両者が密接になりすぎるが故の弊害。死別や修復不可能なまでの破損、その他何らかの事情で人間とアンドロイドが引き離されてしまうことを、世間では「分解」と呼んだ。
そして今、和希はその他に当たる事情を抱えている。それは。
「病気の進行が、始まったから」
ユキはただじっと沈黙を返した。そんなこと彼も承知だからだ。
成長に伴い和希の持病はゆっくりとだが悪化の一途を辿って行っている。
それにより命が奪われる訳ではないが、あと数年もすれば国の規定に従い和希の補助をするのに相応しいクラスのアンドロイドを借りざるを得なくなる。

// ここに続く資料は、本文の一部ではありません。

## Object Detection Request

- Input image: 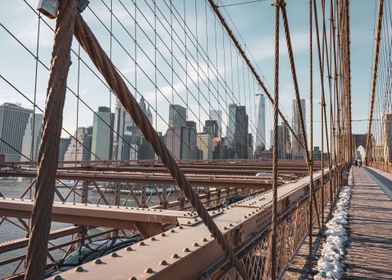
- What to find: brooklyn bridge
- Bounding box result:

制度を利用し国から補助を受ける限りはどうしようもないことなのだ。それに逆らうことは誰にもできない。
本人は多くを語らないが、ユキが過去「分解」を経験したことを和希は知っていた。
認知症が進行し、彼を判別できなくなった前の主人。規定上介護に特化したアンドロイドへの変更をせざるを得なくなり、自分の意思とは関係なくユキはそこを去った。
そして、和希の所に来たのだ。
その話を知ったとき、悲しみを覚えながら同時に嬉しさを感じた。
彼の前の家族がユキを手放してくれたから、自分の所に来てくれたのだ。自分の家族になってくれたのだ。
しかし今となればその事実は和希を苦しめるだけだった。
「ユキは僕と離れても、今までみたいに新しい家族を作れるかもしれない」
いつしか彼は自分を忘れてしまうかもしれない。
新しい家族を自分以上に愛してしまうかもしれない。
「その時、僕は――」
想像するだけで到底耐えられないほどの絶望が降って来て、言葉に詰まる。
「確かに、新しい家族を作れるかもしれない」
静かに言われたその言葉に胸を貫かれた気がした。鋭い痛みと同時に、涙がこみ上げてくる。視界はもう歪みきっていて、ユキの顔もよく見えなかった。
「けどな、和希」
彼の腕が自分に向かって伸びてきたかと思うと、ゆっくりと体を包み込む。
――だからって、平気なわけじゃない。低くかすれるような声が耳元でする。
「失った物は二度と返らない。それがお前なら、俺は……」
ユキも言葉に詰まってしまったのか、それともあえてその先を言わないようにしているのか。
少しの沈黙を挟んで、和希はすっと息を吸う。
「僕は、ユキの最初の家族じゃない」
今伝えなければきっともう何も言えなくなってしまう。全てを伝えなければ。
僕たちが、分解されてしまう前に。
「だから、最後の家族になりたいんだ」
望むことはそれだけ。ただ一緒にいられれば。離れたくない。
たった、それだけの願い。
ゆっくりとユキの背中に腕を回す。
モニターの上で踊る数字のように手の間からこぼれ落ちないよう、和希はそれに力を込めた。